A cohabitation agreement may have protected your interests. The contracts specify each person’s financial contributions, as well as the division of assets should the couple separate. Unmarried couples are increasingly interested in the formal agreements. Credit the growth of cohabitation. Between 1960 and 2004, the number of cohabiting couples soared more than 1,200 percent. The number increased 72 percent between 1990 and 2000, according to the U.S. Census Bureau.
Many cohabitation agreements are between gay partners who cannot benefit from marriage’s advantages, says Elliot J. Wiener, a family law attorney and a partner with Phillips Nizer. Wiener is also a fellow of the American Academy of Matrimonial Lawyers and a member of the Executive Committee of the Family Law Section of the New York State Bar Association. Cohabitation agreements are also useful for seniors seeking protections for their retirement benefits. Young professionals who want to test the water before diving into marriage also may wish to define the partnership and safeguard any assets or bank accounts.

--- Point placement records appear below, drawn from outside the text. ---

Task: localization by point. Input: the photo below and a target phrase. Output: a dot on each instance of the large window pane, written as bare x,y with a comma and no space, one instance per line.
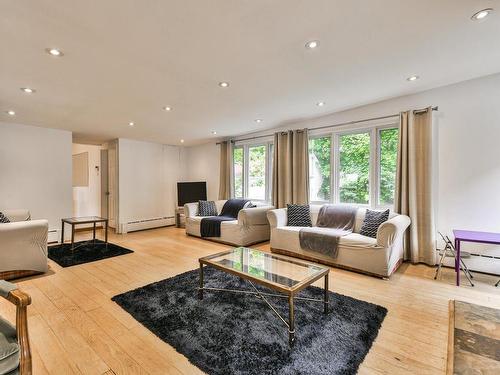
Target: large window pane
354,168
388,162
238,172
257,172
319,168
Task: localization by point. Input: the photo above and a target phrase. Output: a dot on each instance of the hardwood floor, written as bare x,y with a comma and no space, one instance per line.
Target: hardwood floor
75,328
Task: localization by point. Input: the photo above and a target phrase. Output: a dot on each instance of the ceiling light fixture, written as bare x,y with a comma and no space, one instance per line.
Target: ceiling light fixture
54,52
482,14
312,44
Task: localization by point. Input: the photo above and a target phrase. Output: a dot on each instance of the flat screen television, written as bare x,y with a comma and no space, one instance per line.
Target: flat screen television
188,192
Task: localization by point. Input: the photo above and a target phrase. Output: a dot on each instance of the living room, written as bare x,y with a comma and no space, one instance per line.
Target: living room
249,187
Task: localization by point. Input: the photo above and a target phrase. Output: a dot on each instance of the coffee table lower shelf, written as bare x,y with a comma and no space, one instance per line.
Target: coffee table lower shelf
290,323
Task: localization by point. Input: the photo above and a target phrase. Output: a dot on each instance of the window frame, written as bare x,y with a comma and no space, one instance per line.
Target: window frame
269,144
373,129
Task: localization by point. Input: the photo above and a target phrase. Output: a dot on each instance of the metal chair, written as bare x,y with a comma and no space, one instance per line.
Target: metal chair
450,251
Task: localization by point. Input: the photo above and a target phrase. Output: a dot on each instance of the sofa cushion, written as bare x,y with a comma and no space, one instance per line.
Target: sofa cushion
298,215
9,348
207,208
3,218
373,219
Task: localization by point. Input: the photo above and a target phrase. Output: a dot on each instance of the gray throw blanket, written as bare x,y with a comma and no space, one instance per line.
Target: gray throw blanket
334,221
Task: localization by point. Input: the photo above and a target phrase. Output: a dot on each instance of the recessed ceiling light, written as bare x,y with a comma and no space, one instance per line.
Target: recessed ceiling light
482,14
54,52
312,44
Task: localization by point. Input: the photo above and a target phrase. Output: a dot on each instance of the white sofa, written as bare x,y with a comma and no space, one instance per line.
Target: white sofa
379,256
23,245
251,226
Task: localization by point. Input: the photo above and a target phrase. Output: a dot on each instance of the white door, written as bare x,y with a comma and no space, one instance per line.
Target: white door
112,187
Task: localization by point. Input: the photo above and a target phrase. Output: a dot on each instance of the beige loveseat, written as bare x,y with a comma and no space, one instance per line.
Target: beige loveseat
251,226
379,256
23,245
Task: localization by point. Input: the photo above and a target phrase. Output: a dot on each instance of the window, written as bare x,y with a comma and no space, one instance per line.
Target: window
257,172
320,155
252,165
354,168
388,153
364,166
238,171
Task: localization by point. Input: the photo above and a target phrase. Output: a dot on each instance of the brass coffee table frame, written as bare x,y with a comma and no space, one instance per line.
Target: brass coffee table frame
288,292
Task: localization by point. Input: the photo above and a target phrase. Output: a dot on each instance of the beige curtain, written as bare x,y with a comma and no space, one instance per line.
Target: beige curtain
414,184
225,170
290,168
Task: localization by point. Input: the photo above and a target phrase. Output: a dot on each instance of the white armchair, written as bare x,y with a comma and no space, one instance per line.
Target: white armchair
23,245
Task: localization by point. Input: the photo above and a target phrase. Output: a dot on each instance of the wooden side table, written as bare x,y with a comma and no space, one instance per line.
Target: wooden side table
74,221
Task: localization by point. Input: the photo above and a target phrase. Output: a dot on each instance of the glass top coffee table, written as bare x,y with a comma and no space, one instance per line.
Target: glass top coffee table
285,275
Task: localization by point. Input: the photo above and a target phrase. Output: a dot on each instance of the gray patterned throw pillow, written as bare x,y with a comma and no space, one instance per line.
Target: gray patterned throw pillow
298,215
373,219
207,208
4,219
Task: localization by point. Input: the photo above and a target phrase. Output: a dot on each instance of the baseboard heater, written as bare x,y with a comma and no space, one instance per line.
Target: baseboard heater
155,222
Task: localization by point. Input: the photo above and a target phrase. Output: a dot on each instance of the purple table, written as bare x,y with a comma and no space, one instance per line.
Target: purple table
472,236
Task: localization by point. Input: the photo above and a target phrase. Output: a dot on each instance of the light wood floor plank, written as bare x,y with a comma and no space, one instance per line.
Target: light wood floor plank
75,328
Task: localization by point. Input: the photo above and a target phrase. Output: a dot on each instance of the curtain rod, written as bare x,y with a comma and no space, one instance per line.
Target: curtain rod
436,108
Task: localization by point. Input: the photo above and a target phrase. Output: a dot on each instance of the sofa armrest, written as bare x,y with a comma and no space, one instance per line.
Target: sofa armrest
17,215
254,216
16,237
190,209
277,218
391,230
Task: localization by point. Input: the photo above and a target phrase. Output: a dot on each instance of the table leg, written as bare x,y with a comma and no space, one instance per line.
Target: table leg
72,237
457,260
325,299
62,232
200,291
291,321
106,233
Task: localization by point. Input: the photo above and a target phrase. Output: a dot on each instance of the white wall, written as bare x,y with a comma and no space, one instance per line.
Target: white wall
35,171
203,165
148,176
468,132
87,199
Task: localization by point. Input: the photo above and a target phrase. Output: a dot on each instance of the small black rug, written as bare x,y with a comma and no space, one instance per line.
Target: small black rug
228,333
84,252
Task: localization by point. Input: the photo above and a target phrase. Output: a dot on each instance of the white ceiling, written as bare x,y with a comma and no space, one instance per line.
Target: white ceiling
126,59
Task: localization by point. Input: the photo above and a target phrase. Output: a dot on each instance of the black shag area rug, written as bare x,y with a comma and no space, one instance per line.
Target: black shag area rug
229,333
84,252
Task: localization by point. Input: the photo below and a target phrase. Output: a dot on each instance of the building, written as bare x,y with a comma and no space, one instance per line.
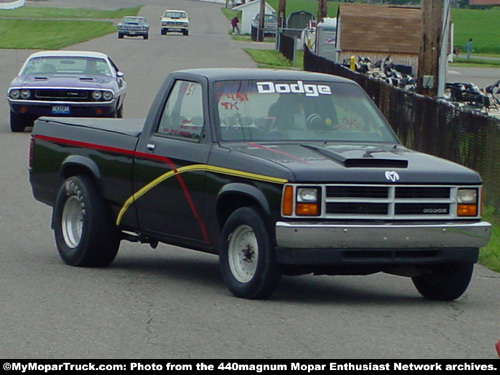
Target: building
248,13
377,31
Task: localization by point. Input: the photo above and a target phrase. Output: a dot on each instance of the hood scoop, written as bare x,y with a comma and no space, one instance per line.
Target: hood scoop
375,163
367,161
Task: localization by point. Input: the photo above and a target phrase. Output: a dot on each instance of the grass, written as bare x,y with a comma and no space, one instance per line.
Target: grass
480,25
47,13
54,28
476,62
46,34
489,256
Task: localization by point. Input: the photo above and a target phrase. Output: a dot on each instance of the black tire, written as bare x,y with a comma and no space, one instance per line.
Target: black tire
444,282
84,232
119,112
247,259
18,123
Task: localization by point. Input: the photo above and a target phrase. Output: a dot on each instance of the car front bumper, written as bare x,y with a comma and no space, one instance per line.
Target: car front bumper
80,109
324,243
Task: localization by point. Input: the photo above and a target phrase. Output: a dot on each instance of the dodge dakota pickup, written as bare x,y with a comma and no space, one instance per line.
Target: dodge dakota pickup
276,172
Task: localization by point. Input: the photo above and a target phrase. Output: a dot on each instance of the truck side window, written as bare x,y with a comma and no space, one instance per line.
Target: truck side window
183,113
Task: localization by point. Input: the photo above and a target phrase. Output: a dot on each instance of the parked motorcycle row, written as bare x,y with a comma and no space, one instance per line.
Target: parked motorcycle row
460,94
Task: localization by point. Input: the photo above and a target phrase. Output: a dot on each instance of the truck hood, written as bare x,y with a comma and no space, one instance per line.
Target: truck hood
360,163
62,81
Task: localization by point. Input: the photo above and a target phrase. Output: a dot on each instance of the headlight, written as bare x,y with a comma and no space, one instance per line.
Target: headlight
25,94
307,195
307,201
468,203
15,94
107,95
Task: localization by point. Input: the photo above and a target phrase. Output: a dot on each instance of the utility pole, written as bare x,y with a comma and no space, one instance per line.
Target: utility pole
281,13
322,10
260,32
428,60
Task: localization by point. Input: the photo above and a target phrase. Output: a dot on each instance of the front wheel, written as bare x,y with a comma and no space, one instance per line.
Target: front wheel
84,232
445,282
247,259
18,123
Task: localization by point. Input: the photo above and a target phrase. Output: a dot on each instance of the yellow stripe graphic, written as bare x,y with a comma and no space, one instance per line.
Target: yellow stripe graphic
191,168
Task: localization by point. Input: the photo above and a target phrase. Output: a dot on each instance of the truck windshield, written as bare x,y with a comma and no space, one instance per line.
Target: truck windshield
252,110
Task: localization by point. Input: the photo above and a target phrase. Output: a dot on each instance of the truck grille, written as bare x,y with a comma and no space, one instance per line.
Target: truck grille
63,94
389,202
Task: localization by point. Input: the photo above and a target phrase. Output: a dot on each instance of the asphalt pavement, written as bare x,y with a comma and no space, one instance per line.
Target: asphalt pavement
171,302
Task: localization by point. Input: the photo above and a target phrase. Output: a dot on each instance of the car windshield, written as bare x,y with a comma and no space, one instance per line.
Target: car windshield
64,65
175,14
133,20
250,110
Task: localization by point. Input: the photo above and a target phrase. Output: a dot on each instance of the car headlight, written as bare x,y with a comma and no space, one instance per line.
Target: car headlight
307,195
15,94
25,94
107,95
305,202
467,202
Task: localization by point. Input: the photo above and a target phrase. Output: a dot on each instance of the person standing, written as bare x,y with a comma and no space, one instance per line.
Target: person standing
468,48
234,23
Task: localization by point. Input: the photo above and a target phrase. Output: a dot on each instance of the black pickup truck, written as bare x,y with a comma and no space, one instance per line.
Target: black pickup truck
277,172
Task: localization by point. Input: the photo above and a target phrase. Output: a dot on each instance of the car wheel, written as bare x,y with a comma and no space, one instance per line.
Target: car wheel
247,259
444,282
84,232
18,123
119,112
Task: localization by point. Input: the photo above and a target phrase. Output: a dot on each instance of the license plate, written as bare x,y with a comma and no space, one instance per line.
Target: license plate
60,110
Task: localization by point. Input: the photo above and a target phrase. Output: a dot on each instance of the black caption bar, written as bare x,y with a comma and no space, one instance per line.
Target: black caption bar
250,366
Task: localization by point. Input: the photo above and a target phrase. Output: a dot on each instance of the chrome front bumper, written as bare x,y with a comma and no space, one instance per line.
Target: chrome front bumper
307,235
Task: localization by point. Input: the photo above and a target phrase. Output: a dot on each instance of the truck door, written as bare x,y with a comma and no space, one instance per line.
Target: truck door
169,174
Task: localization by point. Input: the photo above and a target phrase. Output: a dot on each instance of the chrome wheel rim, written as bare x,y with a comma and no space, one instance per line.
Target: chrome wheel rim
72,222
243,252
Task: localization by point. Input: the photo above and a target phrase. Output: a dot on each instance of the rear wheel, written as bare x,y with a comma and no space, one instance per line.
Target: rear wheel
84,232
247,259
444,282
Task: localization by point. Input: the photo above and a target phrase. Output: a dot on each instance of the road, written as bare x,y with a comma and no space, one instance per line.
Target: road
171,302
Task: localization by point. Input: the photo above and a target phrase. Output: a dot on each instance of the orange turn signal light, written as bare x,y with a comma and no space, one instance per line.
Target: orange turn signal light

If you’re two New York residents who refer to each other as husband and wife in, don’t fool yourselves into thinking you’re in a common-law marriage. New York doesn’t recognize them. “New York is very conservative when it comes to marriage,” says Susan L. Bender of law firm Bender Burrows & Rosenthal and a former board member of the Executive Committee of the American Academy of Matrimonial Lawyers.
Most married couples own property as joint tenants with rights of survivorship. Upon the death of one spouse, ownership goes to the surviving spouse. Cohabitating couples who own property together are tenants in common. Each owns a percentage of division of property. The couple can be joint tenants with rights of survivorship, but the details must be spelled out in a written agreement, says Alton L. Abramowitz, a matrimonial lawyer and partner with Sheresky Aronson & Mayefsky and co-author of Matrimonial Disclosure. Also, the division of assets between unmarried couples may be subject to a gift tax and an income tax; that’s not the case with married couples.
Cohabitation agreements can include how to divide items purchased together, resolve disputes and specify if financial support will continue. The legal document can be detailed, but should not include anything considered morally repugnant or dishonest.
“People underestimate the difficulty of coming to an agreement because we’re looking into the future,” Bender concludes. “And there are so many unknowns.”
After going through the process, you might think some couples would elect to live apart. That’s rarely the case. “We’re not the first person on the train,” Bender says. “We’re the last. If they’re having trouble deciding to live together, I tell them to work it out in therapy. Then come to us.”